Less government, not no government

By Steve Brawner
© 2016 by Steve Brawner Communications, Inc.

At the State Capitol this week, a high-profile Republican talked about reforming an important but imperfect government service, rather than complain about it being there.

Lt. Governor Tim Griffin recently completed an extensive review for Gov. Asa Hutchinson of the Department of Human Services, the sprawling state agency that handles human needs such as health care for Arkansans with low incomes or disabilities, paying for nursing home residents, and serving foster children.

Meeting with reporters in his office, Griffin said he found an agency that’s poorly organized into divisions that don’t communicate with each other, leading to waste, inefficiency and less effective services. An Arkansan served by more than one division must talk to each separately, with little help.

Griffin, who previously served four years as Arkansas’ 2nd District congressman, said this kind of organization exists in other agencies. Addressing it in DHS is most critical because it serves what he said are “vulnerable” Arkansans.

The presentation was completely constructive. He offered solutions. He was genuine in wanting better services for DHS clients. He didn’t dismiss the department as another example of hapless government. He didn’t blame anybody.

Griffin’s presentation was not the only example this week of Arkansas Republicans trying to make government work better and smarter, when it would be easier to just criticize it. On Monday, the Republican-dominated Health Reform Legislative Task Force voted to endorse Republican Gov. Asa Hutchinson’s Arkansas Works program, which is a continuation of the private option, which was created largely by Republican legislators.

The private option uses federal Medicaid dollars to purchase private health insurance for Arkansans with incomes up to 138 percent of the federal poverty line. It now provides insurance for 200,000 people.

It unquestionably is a government expansion, so many Republicans understandably don’t support it.
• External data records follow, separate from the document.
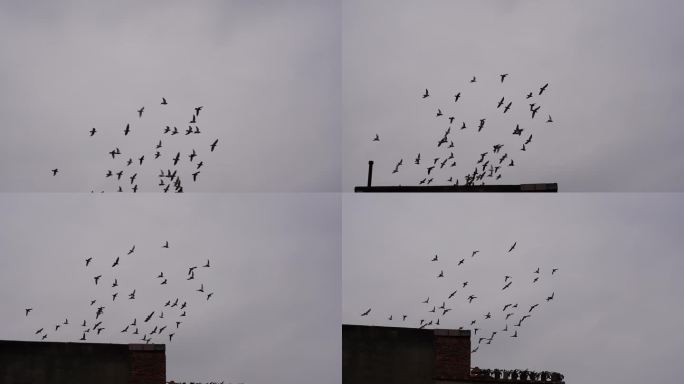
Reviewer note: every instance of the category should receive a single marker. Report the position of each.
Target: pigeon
(542, 89)
(513, 246)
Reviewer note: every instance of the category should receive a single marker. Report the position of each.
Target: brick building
(420, 356)
(23, 362)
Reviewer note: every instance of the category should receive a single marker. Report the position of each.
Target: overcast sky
(274, 270)
(266, 72)
(616, 312)
(615, 90)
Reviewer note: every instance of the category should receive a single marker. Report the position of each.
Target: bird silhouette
(543, 88)
(513, 246)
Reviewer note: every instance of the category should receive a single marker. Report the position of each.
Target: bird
(513, 246)
(542, 89)
(534, 111)
(149, 317)
(517, 130)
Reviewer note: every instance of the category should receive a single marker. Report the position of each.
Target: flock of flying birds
(513, 314)
(493, 161)
(124, 168)
(160, 321)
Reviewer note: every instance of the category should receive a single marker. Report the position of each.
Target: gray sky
(616, 312)
(266, 72)
(615, 92)
(275, 274)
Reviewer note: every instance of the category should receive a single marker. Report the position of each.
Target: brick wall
(452, 354)
(147, 364)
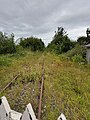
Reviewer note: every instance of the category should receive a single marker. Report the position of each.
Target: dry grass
(66, 86)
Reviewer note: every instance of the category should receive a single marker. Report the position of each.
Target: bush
(60, 43)
(77, 50)
(32, 43)
(7, 44)
(78, 59)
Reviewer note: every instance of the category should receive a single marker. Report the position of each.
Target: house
(88, 52)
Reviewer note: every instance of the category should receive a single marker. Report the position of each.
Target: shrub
(78, 59)
(7, 44)
(32, 43)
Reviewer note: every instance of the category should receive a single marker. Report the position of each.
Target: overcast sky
(41, 18)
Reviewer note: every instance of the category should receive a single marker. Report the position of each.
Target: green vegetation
(67, 80)
(32, 43)
(66, 85)
(60, 43)
(7, 44)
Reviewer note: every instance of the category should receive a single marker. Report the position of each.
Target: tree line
(60, 43)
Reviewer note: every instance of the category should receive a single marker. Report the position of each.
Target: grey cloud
(42, 17)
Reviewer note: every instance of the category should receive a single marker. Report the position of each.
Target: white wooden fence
(6, 113)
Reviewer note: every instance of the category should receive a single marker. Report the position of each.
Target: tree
(7, 44)
(60, 43)
(82, 40)
(32, 43)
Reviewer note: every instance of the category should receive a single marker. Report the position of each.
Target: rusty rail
(10, 83)
(41, 93)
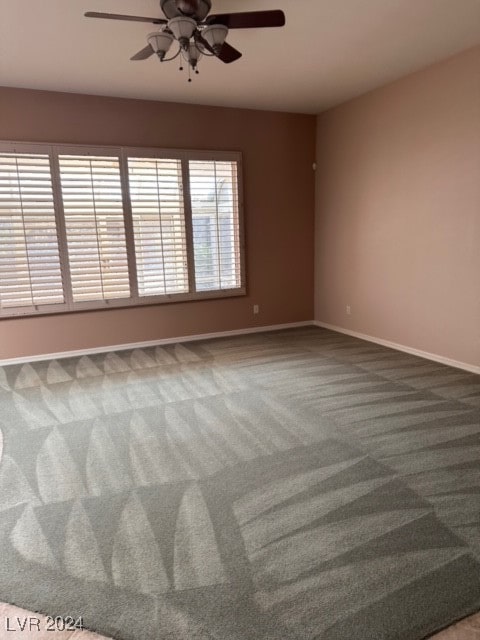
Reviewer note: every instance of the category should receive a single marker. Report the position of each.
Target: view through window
(90, 228)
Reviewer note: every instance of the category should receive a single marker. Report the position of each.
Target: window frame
(53, 151)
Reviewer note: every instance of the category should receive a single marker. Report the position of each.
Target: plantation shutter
(158, 217)
(215, 222)
(95, 228)
(30, 273)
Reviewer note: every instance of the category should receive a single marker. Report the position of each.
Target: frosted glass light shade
(160, 41)
(215, 35)
(182, 28)
(192, 54)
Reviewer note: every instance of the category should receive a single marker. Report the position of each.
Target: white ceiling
(330, 50)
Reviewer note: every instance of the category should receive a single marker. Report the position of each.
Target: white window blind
(215, 221)
(95, 232)
(158, 218)
(30, 273)
(97, 227)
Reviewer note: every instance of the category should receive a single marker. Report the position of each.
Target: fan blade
(248, 19)
(229, 54)
(119, 16)
(144, 53)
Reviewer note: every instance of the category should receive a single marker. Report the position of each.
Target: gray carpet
(295, 485)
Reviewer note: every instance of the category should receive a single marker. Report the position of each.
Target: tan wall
(398, 211)
(278, 151)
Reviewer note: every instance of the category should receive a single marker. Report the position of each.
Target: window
(215, 224)
(83, 227)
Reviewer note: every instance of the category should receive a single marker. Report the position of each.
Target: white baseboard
(154, 343)
(400, 347)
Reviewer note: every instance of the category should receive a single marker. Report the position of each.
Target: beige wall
(398, 211)
(278, 151)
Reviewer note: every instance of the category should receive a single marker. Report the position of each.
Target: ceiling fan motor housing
(172, 8)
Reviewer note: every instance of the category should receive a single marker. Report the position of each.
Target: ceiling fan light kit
(160, 41)
(197, 32)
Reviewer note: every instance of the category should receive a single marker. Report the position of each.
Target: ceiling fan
(196, 31)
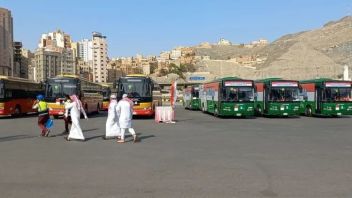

Republicans who do are trying to make government work at the state level to address problems not being fixed at the federal level or through the private sector. It’s a tough call, and the Legislature may yet choose to end it. However, Louisiana at first said no to the Medicaid money, and now it’s changing its mind.

Republicans have long been more comfortable with government at the state and local levels than at the federal level. State and local governments are closer to the people. In Little Rock, constructive work does get done.

But the party’s rhetoric often doesn’t reflect that, at any level. While it’s the party of less government, it often sounds like it’s the party of no government.

Unfortunately, it’s painting itself in a box. The GOP says it wants to cut or end government programs it can’t cut or end. That means it breaks a lot of promises and disappoints a lot of people. Meanwhile, its base includes a lot of people age 60-plus who depend on government or soon will. So what does the GOP do with that?

So here’s where we are. One party says it wants to cut government unrealistically. The other party too often wants to grow government. What’s not being said enough is that government is sometimes the best bad answer we have, but that it should be smaller and that it should work better. Instead of ending government, or growing it, there should be more talk about reforming it. What Griffin did at DHS should be done everywhere.

In the presidential race, you know who’s sort of filling that niche now? Donald Trump. He doesn’t seem to have a well developed political philosophy, but he’s talking about bringing his supposed business competence to government. He certainly doesn’t talk much about cutting government, aside from repealing Obamacare. He doesn’t want to cut Social Security or Medicare. He wants to build up the military and enact tariffs on Chinese goods. He wants to build a wall along the border funded by Mexico, which can’t afford it, so American taxpayers would pick up the tab.

This election may have been an eye-opener for the GOP. It opposes government, but its voters are nominating a candidate who doesn’t.

Maybe, somewhere in our political discourse, there’s room for responsible candidates to talk knowledgeably about smaller, cheaper, smarter government – reforming it, in other words, because sometimes that’s the best an imperfect society can do.

That’s not pro-government. It’s pro-honesty, and it can happen, even in politics.

2 thoughts on “Less government, not no government

  1. Well said, Steve. The rhetoric at a national level is often hysterical and complete divorced from reality, so it’s encouraging to see that there’s a bit more rationality on a state level… for now anyway. Like you said, government is often the least bad option to tackle some of society’s problems. A bit like the Churchill quote which you’ve probably used before, Democracy is the worst form of government… except for all the others.

  2. Thanks, Adam. This was a tough one to write. Yes, things are more rational here in Arkansas, and in other states, than in Washington. But then, people in states are voting for Trump. So there you go.